Before adding the new cells, we validated the following:


  • Network Reachability: Ensured new storage cells were reachable from both DB nodes via public and private interfaces.


  • Image Consistency: Confirmed all storage servers were running matching image versions.


  • CLI Tools: Verified that CellCLI was operational on both new storage cells.


2. Grid Disk Provisioning


On each of the new cells, grid disks were manually created using CellCLi. Each physical disk was divided among the ASM disk groups according to defined sizing policies.
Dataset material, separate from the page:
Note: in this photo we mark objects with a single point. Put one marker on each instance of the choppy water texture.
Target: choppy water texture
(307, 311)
Sample Commands (Executed via CellCLI):

create griddisk DATA_CD_00_<cellname> celldisk=CD_00_<cellname>, size=8.111328125T create griddisk DONOTUSE_CD_00_<cellname> celldisk=CD_00_<cellname>, size=2.77734375T create griddisk RECOVER_CD_00_<cellname> celldisk=CD_00_<cellname>, size=1.4443359375T

This pattern was repeated across six celldisks per cell for both new storage servers.


3. ASM Integration

With grid disks created, the next step was to integrate them into ASM. First, we validated new disks using:

asmcmd lsdsk --candidate

Then, disks were added to each disk group:


DATA

ALTER DISKGROUP DATA ADD DISK 'o/<private_ip_set>/DATA_CD_00_<cellA>', ... 'o/<private_ip_set>/DATA_CD_05_<cellB>';


RECOVER

 ALTER DISKGROUP RECOVER ADD DISK 'o/<private_ip_set>/RECOVER_CD_00_<cellA>', ... 'o/<private_ip_set>/RECOVER_CD_05_<cellB>';

DONOTUSE

ALTER DISKGROUP DONOTUSE ADD DISK 'o/<private_ip_set>/DONOTUSE_CD_00_<cellA>', ... 'o/<private_ip_set>/DONOTUSE_CD_05_<cellB>';
ree

Each operation triggered an automatic rebalance operation handled internally by ASM.
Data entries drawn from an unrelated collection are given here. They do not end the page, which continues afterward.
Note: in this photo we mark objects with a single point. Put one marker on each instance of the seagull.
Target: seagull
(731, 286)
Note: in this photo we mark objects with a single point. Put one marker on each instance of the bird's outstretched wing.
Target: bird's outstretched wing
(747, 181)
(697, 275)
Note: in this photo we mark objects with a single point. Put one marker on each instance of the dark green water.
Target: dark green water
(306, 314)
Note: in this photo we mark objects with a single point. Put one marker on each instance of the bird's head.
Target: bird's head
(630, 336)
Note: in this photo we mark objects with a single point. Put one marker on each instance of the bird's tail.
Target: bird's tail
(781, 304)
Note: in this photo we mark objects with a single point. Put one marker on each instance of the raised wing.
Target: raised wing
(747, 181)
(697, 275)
4. Post-Integration Checks


Once disks were added, we ran several validations:


ASM Usage Verification

SELECT NAME, TOTAL_MB/1024 AS TOTAL_GB, FREE_MB/1024 AS FREE_GB FROM V$ASM_DISKGROUP;
  • Verified all newly added disks were visible.

Image Redacted.
Image Redacted.
  • Confirmed that rebalance operations completed successfully.
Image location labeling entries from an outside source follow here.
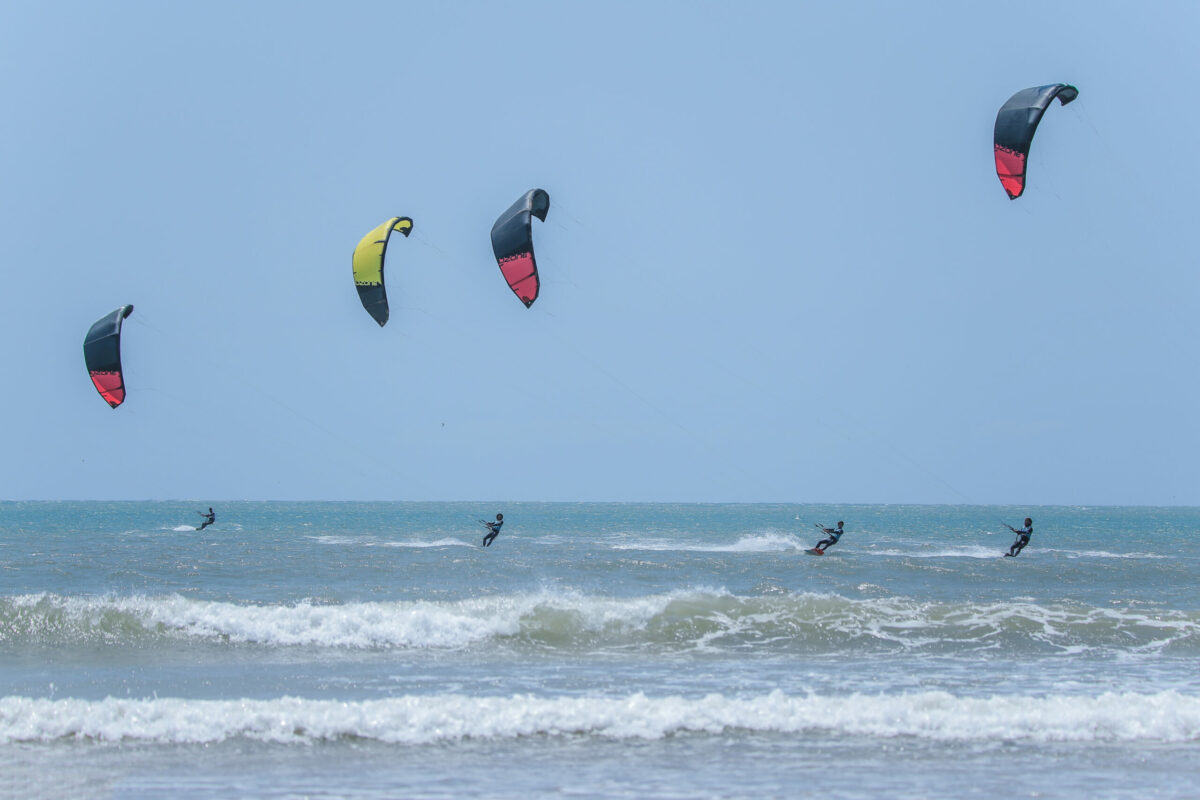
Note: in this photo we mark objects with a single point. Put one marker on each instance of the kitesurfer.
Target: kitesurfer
(1023, 537)
(493, 529)
(209, 518)
(834, 535)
  • Checked logs for errors (none found in ASM or alert logs).


5. Capacity Results

Disk Group

Capacity Before (TB)

Capacity After (TB)

DATA

13.59

25.16

DONOTUSE

5.24

8.75

RECOVER

2.72

4.35

Total usable capacity saw a significant increase across all critical disk groups.


6. Summary

Task

Status

Image version check

✅ Completed

Networking configuration

✅ Successful

Grid disk creation

✅ Completed

Disk integration into ASM

✅ Rebalance successful

Capacity validation

✅ Verified

Conclusion

The integration of two new X10 storage cells into the existing Oracle Exadata environment was completed successfully. With zero errors during validation and over 80% storage capacity gain in core disk groups, this expansion lays the foundation for enhanced performance and future scalability.